A powerful presence in both St James’s and the neighbouring parish of St Anne’s Soho is William Blake, baptised at our church. An outsider, he was not part of the Royal Academy, and in fact his one exhibition, above his brother’s hosiery shop in Broad Street, was poorly attended and savaged by the one critic who bothered to write a review. He was also tried for sedition at Chichester assizes, and was in danger of a stiff sentence. Yet Blake, a poet, artist and visionary, is now recognised as a genius. Only now, in the twenty-first century, are we beginning to glimpse the implications of the warnings he articulated through his art.
As we walked around the parish, we saw that in London wildness and expensive cultivation exist side by side. We walked down the narrow back street Bridle Lane, so near Golden Square designed by Sir Christopher Wren. In Golden Square itself we learnt through Thomas De Quincey’s Confessions of an English Opium Eater about the underworld of homelessness, hunger, prostitution and drug addiction in the early nineteenth century.
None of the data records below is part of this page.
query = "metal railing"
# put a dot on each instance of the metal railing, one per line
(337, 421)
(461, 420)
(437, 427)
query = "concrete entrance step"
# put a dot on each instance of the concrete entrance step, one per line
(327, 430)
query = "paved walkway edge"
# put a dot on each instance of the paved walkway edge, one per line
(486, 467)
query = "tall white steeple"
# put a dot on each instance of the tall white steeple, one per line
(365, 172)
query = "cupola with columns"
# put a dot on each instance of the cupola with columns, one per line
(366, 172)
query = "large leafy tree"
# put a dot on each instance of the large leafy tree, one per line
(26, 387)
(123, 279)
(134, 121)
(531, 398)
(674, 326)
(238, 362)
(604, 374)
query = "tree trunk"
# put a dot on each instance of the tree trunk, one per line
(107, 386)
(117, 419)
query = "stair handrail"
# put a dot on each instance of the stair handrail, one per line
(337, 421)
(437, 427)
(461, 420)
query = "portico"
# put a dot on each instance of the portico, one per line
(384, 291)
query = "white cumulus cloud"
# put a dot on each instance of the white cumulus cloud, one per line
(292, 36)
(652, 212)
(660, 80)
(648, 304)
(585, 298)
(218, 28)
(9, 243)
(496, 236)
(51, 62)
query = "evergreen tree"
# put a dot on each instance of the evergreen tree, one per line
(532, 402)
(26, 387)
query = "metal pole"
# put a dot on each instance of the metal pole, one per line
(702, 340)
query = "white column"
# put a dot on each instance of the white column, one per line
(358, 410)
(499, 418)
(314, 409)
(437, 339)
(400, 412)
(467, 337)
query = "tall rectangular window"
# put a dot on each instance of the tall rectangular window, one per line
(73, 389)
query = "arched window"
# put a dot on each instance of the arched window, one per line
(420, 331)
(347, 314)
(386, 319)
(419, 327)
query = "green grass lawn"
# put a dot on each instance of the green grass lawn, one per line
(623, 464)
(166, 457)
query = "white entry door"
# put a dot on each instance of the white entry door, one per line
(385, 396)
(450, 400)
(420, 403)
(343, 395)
And Deborah found moss and lichen in the most unlikely places.
What might we learn from these examples of weeds and human wildness? They show us that people whom we initially see as threatening outsiders might be the very people who will create a more just and open society after Covid. They show us that we must not guard the spaces in which we have been used to holding influence and power. They teach us to attend to people who are hidden away or marginalised, because they might hold the seeds of renewal.
The weeds which blew into St James’s in 1940 were pioneer plants. Some of these plants are able, over a period of time, to repair the terrible damage which humankind has inflicted on the soil. That is a wonderful metaphor for the troublesome or unnoticed human pioneers who lived in the parish. Long after their lifetimes, they can inspire, challenge and suggest ways in which we might heal the divisions and injustices of our society.
And, as Ivan pointed out, they teach us that a later generation might see the flowering, but that we can be part of the process.